Jakarta, Tuturpedia.com – Desakan agar Rancangan Undang-Undang (RUU) Ketenagakerjaan baru segera dibahas kian menguat. Anggota Komisi IX DPR RI, Edy Wuryanto, menegaskan waktu yang diberikan untuk merampungkan regulasi tersebut semakin sempit dan tidak boleh disia-siakan. Sabtu, (16/05/2026).
Edy mengungkapkan, Komisi IX DPR sebenarnya sudah siap mengawal pembahasan RUU Ketenagakerjaan. Bahkan, panitia kerja (Panja) khusus telah dibentuk sebagai langkah awal percepatan.
“Komisi IX sudah membentuk Panja Undang-Undang Ketenagakerjaan ini. Karena itu, kami berharap pembahasannya dilakukan di Komisi IX,” ujar Edy, Jumat (15/5).
Menurutnya, Komisi IX merupakan pihak yang paling memahami persoalan ketenagakerjaan karena selama ini menjadi tempat bermuaranya berbagai aspirasi, baik dari pekerja maupun pengusaha. Oleh sebab itu, ia menilai tidak ada alasan untuk mengalihkan pembahasan ke komisi lain.
“Selama ini kami mendengar langsung aspirasi masyarakat. Harapannya, Undang-Undang ini bisa mengakomodasi kepentingan pekerja sekaligus menyeimbangkan kebutuhan dunia usaha,” tegasnya.
Lebih jauh, Edy mengingatkan bahwa penyusunan RUU ini bukan sekadar agenda politik biasa, melainkan amanat langsung dari putusan Mahkamah Konstitusi (MK). Dalam putusan tersebut, DPR dan pemerintah diberi tenggat waktu hingga Oktober 2026 untuk menuntaskan regulasi baru.
Dengan sisa waktu yang ada, ia menilai dua tahun yang diberikan MK tergolong singkat, terlebih jika proses pembahasan berlarut-larut akibat tarik ulur kewenangan.

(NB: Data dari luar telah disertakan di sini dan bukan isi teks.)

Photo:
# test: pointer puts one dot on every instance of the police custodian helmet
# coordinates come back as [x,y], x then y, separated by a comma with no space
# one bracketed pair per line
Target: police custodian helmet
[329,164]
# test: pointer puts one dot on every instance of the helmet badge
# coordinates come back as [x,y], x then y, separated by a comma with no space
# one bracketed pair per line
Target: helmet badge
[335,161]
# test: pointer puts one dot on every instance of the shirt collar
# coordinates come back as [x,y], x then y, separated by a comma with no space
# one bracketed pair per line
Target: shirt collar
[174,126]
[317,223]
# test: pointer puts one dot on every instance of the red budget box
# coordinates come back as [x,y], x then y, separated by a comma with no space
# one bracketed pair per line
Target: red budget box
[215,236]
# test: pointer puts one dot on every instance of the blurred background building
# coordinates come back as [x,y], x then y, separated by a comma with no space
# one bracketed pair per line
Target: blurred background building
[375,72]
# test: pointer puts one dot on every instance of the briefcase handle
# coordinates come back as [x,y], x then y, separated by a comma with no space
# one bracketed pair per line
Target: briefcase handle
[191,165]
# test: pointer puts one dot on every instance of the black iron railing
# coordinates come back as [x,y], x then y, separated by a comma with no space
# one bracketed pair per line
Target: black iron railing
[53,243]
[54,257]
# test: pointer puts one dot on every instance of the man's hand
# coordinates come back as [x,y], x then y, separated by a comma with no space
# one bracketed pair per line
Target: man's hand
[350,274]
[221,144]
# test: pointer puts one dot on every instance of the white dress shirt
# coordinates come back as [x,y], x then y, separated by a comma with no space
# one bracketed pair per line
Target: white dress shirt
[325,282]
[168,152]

“Ini waktu yang pendek. Jangan sampai molor hanya karena belum ada keputusan soal mekanisme pembahasan,” katanya.
Edy pun mendesak pimpinan DPR bersama pemerintah untuk segera mengambil keputusan strategis agar pembahasan bisa segera dimulai. Ia menekankan, keterlambatan justru berisiko menciptakan ketidakpastian hukum yang berdampak luas pada dunia kerja di Indonesia.
“RUU ini menyangkut nasib jutaan pekerja dan iklim usaha. Karena itu, harus segera diputuskan dan dibahas secara serius,” pungkasnya.